# For an isolated system, can the entropy decrease or increase?

Isolated system: Since the matter, energy, and momentum is fixed, the total number of microstates available that satisfy these constraints is fixed/constant. So is the entropy constant? Yes, if the system is in equilibrium. No, if the system is not in equilibrium. What does that mean in terms of microstates?

If the system is in equilibrium, all these microstates are equally probable and the system visits each of these microstates over the course of time (also known as ergodic hypothesis). Therefore the each micostate has equal probability and $S=k \ln\Omega$. In such a state there is no more increase in entropy possible.

If the system is in non-equilibrium the system doesn't have equal probability of being in every microstate. In fact if the system is stuck in non-equilibrium ( e.g., a hot part and cold part in the box separated by a thermally insulating wall) it cannot access some microstates at all. Hence the system is restricted to fewer microstates. Technically, there is no unique global thermodyanmic state for the whole system and you cannot define entropy. But you can calculate entropy by summing up entropy of different local equilibrium parts (e.g., entropy of the hot part and cold part separately). Since the total number of microstates you can access is small, entropy is lesser than what it could be if you remove that thermally insulating wall letting the system equilibrate. Thus, when you equilibrate more microstates become accessible. Think of the system spreading in the phase space. Thus entropy increases. Once the system has reached complete thermodynamic equilibrium no more entropy increase in possible. All allowable microstates have been made accessible and equally probable!

Since entropy is

$$S=k_b \ln \Omega,$$

it is synonymous to a certain phase space volume $\Omega$ which we have to fix somehow. Phase space volume is something like a counter of possible states of the system (in the most simple case, the positions and momenta of all particles). This is (normally) done by setting some macroscopic parameters, like temperature, pressure, number of particles etc.
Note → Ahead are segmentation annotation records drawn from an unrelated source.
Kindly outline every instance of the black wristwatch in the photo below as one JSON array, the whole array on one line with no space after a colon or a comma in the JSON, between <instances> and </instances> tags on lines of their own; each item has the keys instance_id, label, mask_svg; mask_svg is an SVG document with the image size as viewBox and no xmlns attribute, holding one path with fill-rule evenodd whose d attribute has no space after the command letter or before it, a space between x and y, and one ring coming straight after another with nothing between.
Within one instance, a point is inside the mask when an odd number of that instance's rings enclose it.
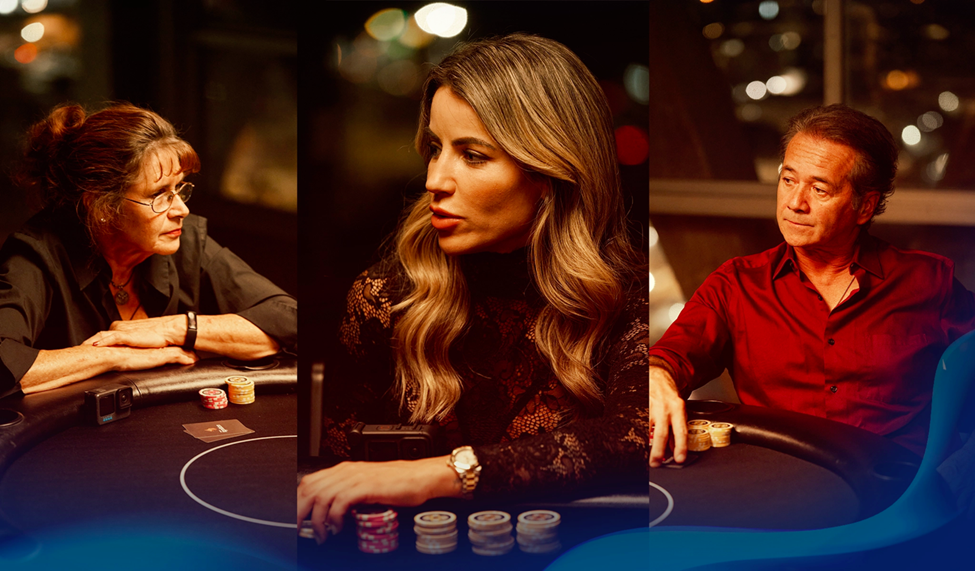
<instances>
[{"instance_id":1,"label":"black wristwatch","mask_svg":"<svg viewBox=\"0 0 975 571\"><path fill-rule=\"evenodd\" d=\"M186 312L186 339L183 340L183 349L192 351L196 347L196 312Z\"/></svg>"}]
</instances>

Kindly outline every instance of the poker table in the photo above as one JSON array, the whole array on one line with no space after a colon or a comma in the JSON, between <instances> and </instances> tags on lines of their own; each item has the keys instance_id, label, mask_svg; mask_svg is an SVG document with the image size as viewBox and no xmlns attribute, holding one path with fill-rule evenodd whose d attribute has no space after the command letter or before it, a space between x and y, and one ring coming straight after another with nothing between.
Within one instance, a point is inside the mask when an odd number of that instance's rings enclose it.
<instances>
[{"instance_id":1,"label":"poker table","mask_svg":"<svg viewBox=\"0 0 975 571\"><path fill-rule=\"evenodd\" d=\"M711 448L681 468L650 470L650 485L608 487L574 495L510 500L436 500L399 513L399 547L388 554L359 552L355 523L321 546L301 540L301 569L574 569L577 548L609 534L648 525L696 529L817 529L863 520L885 509L907 488L920 458L883 437L823 418L717 401L688 401L688 418L735 425L732 445ZM466 539L466 517L480 510L550 509L561 515L563 549L551 555L518 552L478 556ZM457 514L457 550L417 552L412 517L427 510ZM630 544L632 548L632 543ZM649 547L632 563L645 566ZM620 561L616 561L619 563ZM395 565L392 565L395 563ZM591 569L587 562L579 569Z\"/></svg>"},{"instance_id":2,"label":"poker table","mask_svg":"<svg viewBox=\"0 0 975 571\"><path fill-rule=\"evenodd\" d=\"M204 359L0 399L0 569L294 569L296 361ZM255 401L204 407L200 389L230 376ZM98 425L85 391L105 386L131 388L132 407ZM252 432L183 428L233 420Z\"/></svg>"}]
</instances>

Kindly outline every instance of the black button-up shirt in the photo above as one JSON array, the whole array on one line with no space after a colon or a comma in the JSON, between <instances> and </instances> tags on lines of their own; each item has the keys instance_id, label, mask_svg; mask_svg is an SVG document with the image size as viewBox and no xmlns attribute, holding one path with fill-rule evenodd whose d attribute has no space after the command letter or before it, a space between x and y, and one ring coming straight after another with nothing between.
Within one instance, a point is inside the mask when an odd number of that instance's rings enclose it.
<instances>
[{"instance_id":1,"label":"black button-up shirt","mask_svg":"<svg viewBox=\"0 0 975 571\"><path fill-rule=\"evenodd\" d=\"M298 301L207 236L206 219L183 220L179 250L135 272L149 317L193 310L234 313L297 353ZM38 351L80 345L121 316L108 263L68 210L45 210L0 249L0 396L19 389Z\"/></svg>"}]
</instances>

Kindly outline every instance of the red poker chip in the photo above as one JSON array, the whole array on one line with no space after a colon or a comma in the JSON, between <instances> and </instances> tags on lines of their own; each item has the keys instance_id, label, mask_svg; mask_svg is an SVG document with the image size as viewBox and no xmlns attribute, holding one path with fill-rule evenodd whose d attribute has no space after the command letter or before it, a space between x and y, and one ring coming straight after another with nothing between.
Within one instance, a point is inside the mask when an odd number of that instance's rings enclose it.
<instances>
[{"instance_id":1,"label":"red poker chip","mask_svg":"<svg viewBox=\"0 0 975 571\"><path fill-rule=\"evenodd\" d=\"M377 545L374 542L359 541L359 551L363 553L389 553L399 548L399 542L393 541L385 545Z\"/></svg>"},{"instance_id":2,"label":"red poker chip","mask_svg":"<svg viewBox=\"0 0 975 571\"><path fill-rule=\"evenodd\" d=\"M357 533L359 539L363 541L390 541L399 537L399 532L390 533L369 533L366 529L360 529Z\"/></svg>"},{"instance_id":3,"label":"red poker chip","mask_svg":"<svg viewBox=\"0 0 975 571\"><path fill-rule=\"evenodd\" d=\"M396 530L399 529L399 522L396 520L384 522L381 525L362 525L363 522L359 522L359 533L368 533L369 535L389 535L391 533L398 533Z\"/></svg>"}]
</instances>

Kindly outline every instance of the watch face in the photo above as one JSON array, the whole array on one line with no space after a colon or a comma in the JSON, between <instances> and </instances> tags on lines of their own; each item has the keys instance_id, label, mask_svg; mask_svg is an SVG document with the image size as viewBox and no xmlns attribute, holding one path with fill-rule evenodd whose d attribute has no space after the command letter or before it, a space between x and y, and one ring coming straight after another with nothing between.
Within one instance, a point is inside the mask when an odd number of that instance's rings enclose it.
<instances>
[{"instance_id":1,"label":"watch face","mask_svg":"<svg viewBox=\"0 0 975 571\"><path fill-rule=\"evenodd\" d=\"M474 456L473 450L461 450L457 452L456 456L454 456L454 464L462 468L469 468L470 466L473 466L476 461L477 457Z\"/></svg>"}]
</instances>

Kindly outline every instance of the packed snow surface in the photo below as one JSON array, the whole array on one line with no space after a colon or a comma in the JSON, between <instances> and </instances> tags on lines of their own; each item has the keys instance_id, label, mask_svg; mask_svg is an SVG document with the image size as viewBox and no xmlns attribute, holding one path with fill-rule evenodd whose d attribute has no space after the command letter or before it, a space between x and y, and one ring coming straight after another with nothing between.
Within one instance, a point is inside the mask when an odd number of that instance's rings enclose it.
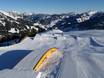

So, if you have a closed system (i.e. a box where nothing can get in or out), you can e.g. fix volume, energy and the number of particles. You end up with $S(E,V,N)=k_b \ln \Omega(E,V,N)$.

This can be understood as the number of all possible configurations inside the box which have the total energy $E$, the total possible volume $V$ and consist of $N$ particles - including all the stuff in the box on the left side, on the right side, evenly distributed, half of it moving and the other half standing still etc. $S$ is a *constant* number because $E$, $V$ and $N$ are fixed in a closed system.

The problem is that you can make no statement about the system whatsoever. But - instead of $S(E,V,N)$, you can look at other dependencies of $S$. Let's say you divide up the box into two equally sized parts, a *left* part and a *right* part. $N_1$ is the number of particles in the left part, and $N_2$ is the number of particles in the right part (also $N_1+N_2=N$).

Now, you can calculate $S(E,V,N_1,N_2)$ and *choose* $N_1$ and $N_2$. That way, $S$ can *change* because you can choose $N_1$ and $N_2$ (particles may go from the left to the right part and vice versa). The important point is that $S$ is *much* greater for $N_1\approx N_2$ than for any other values.

This means that most of the possible configurations have approximately the same number of particles on the left and on the right side. Because every configuration is equally probable, most of the time, the system will look like this. But not all the time, though - even when $S(E,V,N_1,N_2)=0$, there is exactly one microscopic configuration which fulfils the macroscopic parameters, and it will occur at some time (if the system is ergodic, but that is a different story). In the given example, the entropy will increase and decrease all the time when particles go from the left half to the right half.

But by definition, the percentage of time when the system is in a specific configuration $N_1$,$N_2$ is proportional to $\Omega(E,V,N_1,N_2)=\exp\left( \frac {S(E,V,N_1,N_2)} {k_b}\right)$ (I just thought of this last formula, please correct me if I'm wrong).

*In conclusion: The term entropy is meaningless without the parameters one wants to fix/vary.*

Funny example: Let's calculate $S(N_{\textrm{people alive on earth}})$ for the whole universe which describes the number of possible configurations of the universe for a given number of living people on earth. $S(0)$ will probably be much bigger than for any other $N_{paoe}$, which means that, most of the time, there will be no people on earth and the entropy will be huge (this is my interpretation of the the heat death of the universe). Then, they might come back and the entropy will be very small.